Swap components. If you have another implementation of a module that satisfies the same interface, and you suspect the module, then one experiment you can do is to try swapping in the alternative. For example, if you suspect your binarySearch() implementation, then substitute a simpler linearSearch() instead. If you suspect java.util.ArrayList, you could swap in java.util.LinkedList instead. If you suspect the Java runtime, run with a different version of Java. If you suspect the operating system, run your program on a different OS. If you suspect the hardware, run on a different machine. You can waste a lot of time swapping unfailing components, however, so don’t do this unless you have good reason to suspect a component.
Make sure your source code and object code are up to date. Pull the latest version from the repository, and delete all your binary files and recompile everything (in Eclipse, this is done by Project → Clean).
Get help. It often helps to explain your problem to someone else, even if the person you’re talking to has no idea what you’re talking about. Lab assistants and fellow 6.005 students usually do know what you’re talking about, so they’re even better.

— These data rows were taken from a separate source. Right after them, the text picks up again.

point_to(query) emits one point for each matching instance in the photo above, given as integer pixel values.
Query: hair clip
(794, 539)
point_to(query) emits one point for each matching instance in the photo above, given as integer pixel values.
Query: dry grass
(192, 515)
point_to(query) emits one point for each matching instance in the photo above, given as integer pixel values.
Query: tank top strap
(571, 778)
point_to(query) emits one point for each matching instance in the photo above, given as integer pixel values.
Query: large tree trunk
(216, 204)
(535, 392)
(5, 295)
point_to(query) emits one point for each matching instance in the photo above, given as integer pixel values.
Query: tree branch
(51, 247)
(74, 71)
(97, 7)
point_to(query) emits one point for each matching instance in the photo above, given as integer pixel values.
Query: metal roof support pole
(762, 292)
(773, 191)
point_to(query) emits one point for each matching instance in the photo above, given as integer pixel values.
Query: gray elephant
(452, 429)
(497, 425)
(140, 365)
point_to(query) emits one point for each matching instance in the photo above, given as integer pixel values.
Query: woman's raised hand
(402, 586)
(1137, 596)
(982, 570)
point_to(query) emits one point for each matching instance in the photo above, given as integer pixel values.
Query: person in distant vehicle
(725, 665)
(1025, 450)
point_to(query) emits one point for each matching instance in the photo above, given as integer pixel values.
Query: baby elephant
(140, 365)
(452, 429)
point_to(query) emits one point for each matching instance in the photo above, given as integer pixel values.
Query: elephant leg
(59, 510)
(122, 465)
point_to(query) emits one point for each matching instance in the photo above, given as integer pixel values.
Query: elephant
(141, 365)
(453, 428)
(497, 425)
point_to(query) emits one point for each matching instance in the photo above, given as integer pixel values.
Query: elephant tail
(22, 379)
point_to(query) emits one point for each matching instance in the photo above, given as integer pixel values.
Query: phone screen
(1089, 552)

Sleep on it. If you’re too tired, you won’t be an effective debugger. Trade latency for efficiency.
Fix the Bug
Once you’ve found the bug and understand its cause, the third step is to devise a fix for it. Avoid the temptation to slap a patch on it and move on. Ask yourself whether the bug was a coding error, like a misspelled variable or interchanged method parameters, or a design error, like an underspecified or insufficient interface. Design errors may suggest that you step back and revisit your design, or at the very least consider all the other clients of the failing interface to see if they suffer from the bug too.
Think also whether the bug has any relatives. If I just found a divide-by-zero error here, did I do that anywhere else in the code? Try to make the code safe from future bugs like this. Also consider what effects your fix will have. Will it break any other code?
Finally, after you have applied your fix, add the bug’s test case to your regression test suite, and run all the tests to assure yourself that (a) the bug is fixed, and (b) no new bugs have been introduced.
Reading exercises
Suppose you are debugging the quadraticRoots
function, which appears to be producing wrong answers sometimes.
/**
* Solves quadratic equation ax^2 + bx + c = 0.
*
* @param a quadratic coefficient, requires a != 0
* @param b linear coefficient
* @param c constant term
* @return a list of the real roots of the equation
*/
public static List<Double> quadraticRoots(int a, int b, int c) { ... }
Put the following items in the order that you should try them: 1, 2, 3, … Say “wat” for items that are nonsense statements.
(missing explanation)
Summary
In this reading, we looked at how to debug systematically:
- reproduce the bug as a test case, and put it in your regression suite
- find the bug using the scientific method
- fix the bug thoughtfully, not slapdash
Thinking about our three main measures of code quality:
- Safe from bugs. We’re trying to prevent them and get rid of them.
- Easy to understand. Techniques like static typing, final declarations, and assertions are additional documentation of the assumptions in your code. Variable scope minimization makes it easier for a reader to understand how the variable is used, because there’s less code to look at.
- Ready for change. Assertions and static typing document the assumptions in an automatically-checkable way, so that when a future programmer changes the code, accidental violations of those assumptions are detected.